Seventeen years ago, Hasan left his village in Macedonia fleeing with his family to Turkey.

After relinquishing his Macedonian passport in exchange for Turkish citizenship, the 54-year-old never looked back.

Until now.

For years he lived in self-imposed exile even though his family invited him to return to his land and distant loved ones.

Finally he relents and decides it is time to go back to his birthplace. He accepts his niece's invitation to return for a two week visit.

We follow Hasan as he discovers long forgotten memories of a place where time has stood eerily still, and peace, once threatened, remained intact.

After 17 years in Turkey, Hasan reunites with his family in Macedonia [Al Jazeera]


By Hakki Kurtulus

When Serbian filmmaker Emir Kusturica appeared at the beginning of the 1980's with spectacular and dazzling films, it was a complete shock for not only the art house circle but a film universe itself. The young man from Sarajevo was not only completely new in form but also in the content of his unknown stories of Balkans in the so-called West.

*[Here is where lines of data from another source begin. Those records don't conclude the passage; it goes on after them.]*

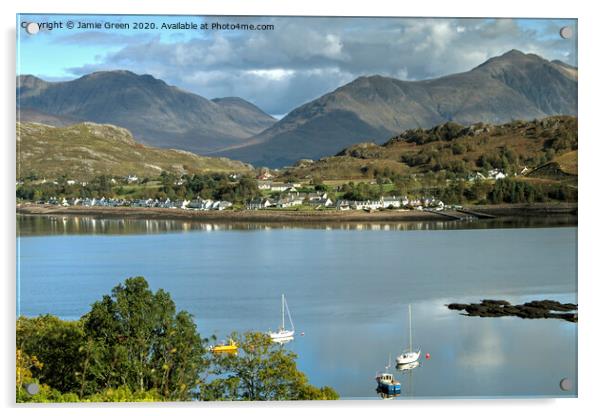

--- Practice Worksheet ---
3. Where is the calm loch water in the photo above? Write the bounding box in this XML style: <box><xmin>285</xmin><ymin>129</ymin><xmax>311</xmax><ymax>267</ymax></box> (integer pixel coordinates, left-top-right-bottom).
<box><xmin>17</xmin><ymin>217</ymin><xmax>577</xmax><ymax>399</ymax></box>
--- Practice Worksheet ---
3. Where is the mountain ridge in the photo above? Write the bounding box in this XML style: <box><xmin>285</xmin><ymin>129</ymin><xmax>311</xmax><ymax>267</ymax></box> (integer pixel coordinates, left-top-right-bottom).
<box><xmin>215</xmin><ymin>50</ymin><xmax>577</xmax><ymax>167</ymax></box>
<box><xmin>17</xmin><ymin>122</ymin><xmax>252</xmax><ymax>180</ymax></box>
<box><xmin>17</xmin><ymin>70</ymin><xmax>276</xmax><ymax>153</ymax></box>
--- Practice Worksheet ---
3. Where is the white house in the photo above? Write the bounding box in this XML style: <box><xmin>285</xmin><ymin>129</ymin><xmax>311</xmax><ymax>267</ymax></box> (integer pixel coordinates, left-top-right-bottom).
<box><xmin>246</xmin><ymin>198</ymin><xmax>273</xmax><ymax>209</ymax></box>
<box><xmin>488</xmin><ymin>169</ymin><xmax>506</xmax><ymax>181</ymax></box>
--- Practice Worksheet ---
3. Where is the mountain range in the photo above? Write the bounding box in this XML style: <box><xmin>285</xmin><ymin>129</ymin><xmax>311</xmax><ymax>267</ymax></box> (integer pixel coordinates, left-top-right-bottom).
<box><xmin>17</xmin><ymin>122</ymin><xmax>252</xmax><ymax>180</ymax></box>
<box><xmin>17</xmin><ymin>50</ymin><xmax>578</xmax><ymax>167</ymax></box>
<box><xmin>219</xmin><ymin>50</ymin><xmax>577</xmax><ymax>167</ymax></box>
<box><xmin>17</xmin><ymin>71</ymin><xmax>276</xmax><ymax>153</ymax></box>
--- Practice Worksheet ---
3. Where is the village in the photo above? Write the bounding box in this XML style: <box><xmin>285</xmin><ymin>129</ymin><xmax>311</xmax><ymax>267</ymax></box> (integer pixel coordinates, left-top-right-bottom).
<box><xmin>17</xmin><ymin>168</ymin><xmax>526</xmax><ymax>211</ymax></box>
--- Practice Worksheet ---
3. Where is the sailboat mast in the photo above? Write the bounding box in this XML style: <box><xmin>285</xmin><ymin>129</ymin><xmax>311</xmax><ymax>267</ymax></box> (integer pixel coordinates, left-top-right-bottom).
<box><xmin>408</xmin><ymin>304</ymin><xmax>413</xmax><ymax>351</ymax></box>
<box><xmin>282</xmin><ymin>293</ymin><xmax>284</xmax><ymax>331</ymax></box>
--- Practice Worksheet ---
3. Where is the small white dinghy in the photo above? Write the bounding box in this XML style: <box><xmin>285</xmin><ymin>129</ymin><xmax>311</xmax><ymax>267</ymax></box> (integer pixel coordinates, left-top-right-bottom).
<box><xmin>397</xmin><ymin>305</ymin><xmax>420</xmax><ymax>366</ymax></box>
<box><xmin>268</xmin><ymin>294</ymin><xmax>295</xmax><ymax>344</ymax></box>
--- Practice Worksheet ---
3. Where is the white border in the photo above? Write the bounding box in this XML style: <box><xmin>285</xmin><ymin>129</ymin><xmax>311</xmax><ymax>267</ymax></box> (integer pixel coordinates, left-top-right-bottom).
<box><xmin>0</xmin><ymin>0</ymin><xmax>602</xmax><ymax>416</ymax></box>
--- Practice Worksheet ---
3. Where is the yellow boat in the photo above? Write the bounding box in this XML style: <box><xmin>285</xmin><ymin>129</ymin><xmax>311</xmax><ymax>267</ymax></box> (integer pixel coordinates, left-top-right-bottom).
<box><xmin>211</xmin><ymin>340</ymin><xmax>238</xmax><ymax>354</ymax></box>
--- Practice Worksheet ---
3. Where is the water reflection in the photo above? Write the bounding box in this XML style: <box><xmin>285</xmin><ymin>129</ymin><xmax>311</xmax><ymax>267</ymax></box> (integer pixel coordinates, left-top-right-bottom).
<box><xmin>17</xmin><ymin>214</ymin><xmax>577</xmax><ymax>236</ymax></box>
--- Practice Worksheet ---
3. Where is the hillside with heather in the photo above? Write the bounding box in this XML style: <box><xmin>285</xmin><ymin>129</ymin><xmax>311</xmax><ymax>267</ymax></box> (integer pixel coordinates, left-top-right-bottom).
<box><xmin>17</xmin><ymin>123</ymin><xmax>251</xmax><ymax>179</ymax></box>
<box><xmin>285</xmin><ymin>116</ymin><xmax>578</xmax><ymax>179</ymax></box>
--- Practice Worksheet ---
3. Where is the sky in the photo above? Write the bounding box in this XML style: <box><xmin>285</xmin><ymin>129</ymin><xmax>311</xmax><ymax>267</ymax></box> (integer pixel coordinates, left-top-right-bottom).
<box><xmin>17</xmin><ymin>15</ymin><xmax>577</xmax><ymax>117</ymax></box>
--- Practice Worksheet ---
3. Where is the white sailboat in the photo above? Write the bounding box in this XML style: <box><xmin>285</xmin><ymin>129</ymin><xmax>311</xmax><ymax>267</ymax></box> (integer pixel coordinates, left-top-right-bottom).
<box><xmin>397</xmin><ymin>305</ymin><xmax>420</xmax><ymax>365</ymax></box>
<box><xmin>268</xmin><ymin>294</ymin><xmax>295</xmax><ymax>344</ymax></box>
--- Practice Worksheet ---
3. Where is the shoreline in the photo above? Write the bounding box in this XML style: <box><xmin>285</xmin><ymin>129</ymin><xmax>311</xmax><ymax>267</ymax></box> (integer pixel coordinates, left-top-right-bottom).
<box><xmin>16</xmin><ymin>203</ymin><xmax>578</xmax><ymax>223</ymax></box>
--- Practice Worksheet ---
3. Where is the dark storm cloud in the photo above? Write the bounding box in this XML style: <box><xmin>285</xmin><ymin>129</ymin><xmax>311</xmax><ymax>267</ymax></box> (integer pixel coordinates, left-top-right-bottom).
<box><xmin>61</xmin><ymin>18</ymin><xmax>576</xmax><ymax>114</ymax></box>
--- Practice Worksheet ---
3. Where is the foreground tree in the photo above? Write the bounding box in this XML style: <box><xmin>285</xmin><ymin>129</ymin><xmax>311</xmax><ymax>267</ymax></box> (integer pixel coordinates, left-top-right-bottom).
<box><xmin>82</xmin><ymin>277</ymin><xmax>207</xmax><ymax>400</ymax></box>
<box><xmin>201</xmin><ymin>332</ymin><xmax>339</xmax><ymax>400</ymax></box>
<box><xmin>16</xmin><ymin>277</ymin><xmax>338</xmax><ymax>402</ymax></box>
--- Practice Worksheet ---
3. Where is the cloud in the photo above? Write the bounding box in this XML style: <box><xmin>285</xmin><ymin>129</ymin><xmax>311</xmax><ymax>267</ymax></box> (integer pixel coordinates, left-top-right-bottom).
<box><xmin>60</xmin><ymin>17</ymin><xmax>576</xmax><ymax>114</ymax></box>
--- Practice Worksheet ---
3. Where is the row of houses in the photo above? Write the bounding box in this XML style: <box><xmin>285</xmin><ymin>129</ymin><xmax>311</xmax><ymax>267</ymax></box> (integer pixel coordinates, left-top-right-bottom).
<box><xmin>48</xmin><ymin>197</ymin><xmax>232</xmax><ymax>211</ymax></box>
<box><xmin>257</xmin><ymin>180</ymin><xmax>301</xmax><ymax>192</ymax></box>
<box><xmin>336</xmin><ymin>196</ymin><xmax>445</xmax><ymax>211</ymax></box>
<box><xmin>468</xmin><ymin>166</ymin><xmax>530</xmax><ymax>182</ymax></box>
<box><xmin>246</xmin><ymin>191</ymin><xmax>334</xmax><ymax>210</ymax></box>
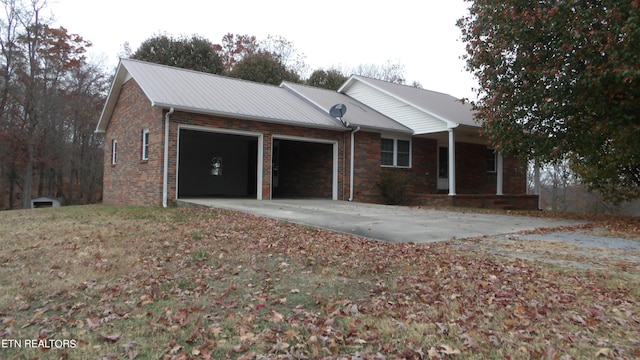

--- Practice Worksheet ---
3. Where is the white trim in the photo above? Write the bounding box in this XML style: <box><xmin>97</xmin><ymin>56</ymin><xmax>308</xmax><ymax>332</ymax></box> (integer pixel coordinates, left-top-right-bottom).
<box><xmin>176</xmin><ymin>124</ymin><xmax>264</xmax><ymax>200</ymax></box>
<box><xmin>111</xmin><ymin>139</ymin><xmax>118</xmax><ymax>165</ymax></box>
<box><xmin>269</xmin><ymin>135</ymin><xmax>338</xmax><ymax>200</ymax></box>
<box><xmin>449</xmin><ymin>129</ymin><xmax>456</xmax><ymax>196</ymax></box>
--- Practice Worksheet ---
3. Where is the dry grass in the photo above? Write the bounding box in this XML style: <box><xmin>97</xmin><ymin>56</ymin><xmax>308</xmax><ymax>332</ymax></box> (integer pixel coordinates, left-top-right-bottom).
<box><xmin>0</xmin><ymin>206</ymin><xmax>640</xmax><ymax>359</ymax></box>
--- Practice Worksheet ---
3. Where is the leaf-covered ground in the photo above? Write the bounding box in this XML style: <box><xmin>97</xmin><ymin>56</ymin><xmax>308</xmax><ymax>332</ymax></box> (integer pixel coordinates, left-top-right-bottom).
<box><xmin>0</xmin><ymin>206</ymin><xmax>640</xmax><ymax>359</ymax></box>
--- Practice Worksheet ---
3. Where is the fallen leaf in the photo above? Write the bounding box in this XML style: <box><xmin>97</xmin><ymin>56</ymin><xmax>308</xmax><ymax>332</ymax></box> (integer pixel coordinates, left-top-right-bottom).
<box><xmin>98</xmin><ymin>333</ymin><xmax>122</xmax><ymax>342</ymax></box>
<box><xmin>596</xmin><ymin>348</ymin><xmax>613</xmax><ymax>358</ymax></box>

The Balkans, one of the most fragmented parts of our globe, is a delightful source of amazing and untold stories. The Life I Left Behind tries to open up one of the least told ones; the curse of the Balkan Muslims under the reactionary coup in the post-Ottoman era.

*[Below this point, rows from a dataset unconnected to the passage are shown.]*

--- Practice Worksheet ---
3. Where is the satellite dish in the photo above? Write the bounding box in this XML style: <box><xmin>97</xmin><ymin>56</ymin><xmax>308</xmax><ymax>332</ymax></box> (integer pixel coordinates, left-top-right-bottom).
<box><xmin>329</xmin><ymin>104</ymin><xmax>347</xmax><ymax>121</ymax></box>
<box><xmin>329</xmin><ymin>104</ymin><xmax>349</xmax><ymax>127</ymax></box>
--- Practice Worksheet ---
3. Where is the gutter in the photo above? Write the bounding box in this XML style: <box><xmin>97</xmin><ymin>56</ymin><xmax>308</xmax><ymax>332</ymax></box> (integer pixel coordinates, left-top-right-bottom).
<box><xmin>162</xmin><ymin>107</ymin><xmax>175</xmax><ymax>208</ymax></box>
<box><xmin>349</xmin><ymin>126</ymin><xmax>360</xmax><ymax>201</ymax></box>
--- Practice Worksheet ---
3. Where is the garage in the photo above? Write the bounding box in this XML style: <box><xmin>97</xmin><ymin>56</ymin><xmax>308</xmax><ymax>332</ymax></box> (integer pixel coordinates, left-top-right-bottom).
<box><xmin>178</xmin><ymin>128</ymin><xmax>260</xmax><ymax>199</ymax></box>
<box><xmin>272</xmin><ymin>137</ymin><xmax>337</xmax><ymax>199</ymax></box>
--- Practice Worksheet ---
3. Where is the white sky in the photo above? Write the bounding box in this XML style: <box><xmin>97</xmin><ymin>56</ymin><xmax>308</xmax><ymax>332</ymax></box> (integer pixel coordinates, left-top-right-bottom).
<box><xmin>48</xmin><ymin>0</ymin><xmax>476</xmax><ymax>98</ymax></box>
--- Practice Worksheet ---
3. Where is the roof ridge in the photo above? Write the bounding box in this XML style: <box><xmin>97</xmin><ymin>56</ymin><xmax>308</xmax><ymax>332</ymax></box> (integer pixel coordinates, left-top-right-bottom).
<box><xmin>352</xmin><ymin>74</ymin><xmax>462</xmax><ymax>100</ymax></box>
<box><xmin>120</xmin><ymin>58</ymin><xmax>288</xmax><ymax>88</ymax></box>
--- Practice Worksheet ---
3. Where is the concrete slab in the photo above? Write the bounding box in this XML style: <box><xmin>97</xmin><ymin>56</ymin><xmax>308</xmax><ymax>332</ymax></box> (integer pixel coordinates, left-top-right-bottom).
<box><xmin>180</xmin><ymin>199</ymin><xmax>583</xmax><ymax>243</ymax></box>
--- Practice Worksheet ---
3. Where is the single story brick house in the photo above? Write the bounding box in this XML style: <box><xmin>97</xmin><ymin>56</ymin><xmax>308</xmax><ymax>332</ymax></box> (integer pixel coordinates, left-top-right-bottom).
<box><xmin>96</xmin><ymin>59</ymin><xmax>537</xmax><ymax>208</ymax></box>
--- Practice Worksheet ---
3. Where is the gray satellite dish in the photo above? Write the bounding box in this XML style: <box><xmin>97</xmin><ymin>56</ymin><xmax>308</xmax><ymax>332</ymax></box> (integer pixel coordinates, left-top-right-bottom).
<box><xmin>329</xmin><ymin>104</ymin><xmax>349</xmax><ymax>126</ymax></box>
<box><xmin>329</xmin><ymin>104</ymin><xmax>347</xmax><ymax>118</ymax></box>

Macedonia, at the heart of Balkans, represents a particularly diverse piece of land: from muslimised Slavs, the so-called Torbesh, to the Romani community, this tiny piece of country holds enormous diversity.

The more than five centuries of Ottoman rule brought not only Islamisation to some of the native people of the country, but also some Muslim settlers from the Anatolian heartland.

This "yoruk" community living in the remote mountain villages throughout the southeastern border zone of the country exists in a melting pot.

Every year, due to poverty and various social disadvantages, they have to leave their homes, which had welcomed them for the last six centuries, and migrate "back" to Turkey.

This time, they settle in the wealthy, industrial part of the country, at the heart of the European peninsula of Thrace, also known as Corlu, to recreate a fake yet beloved new homeland.

This film narrates the tale of a strange and quite sorrowful story of a postmodern return journey.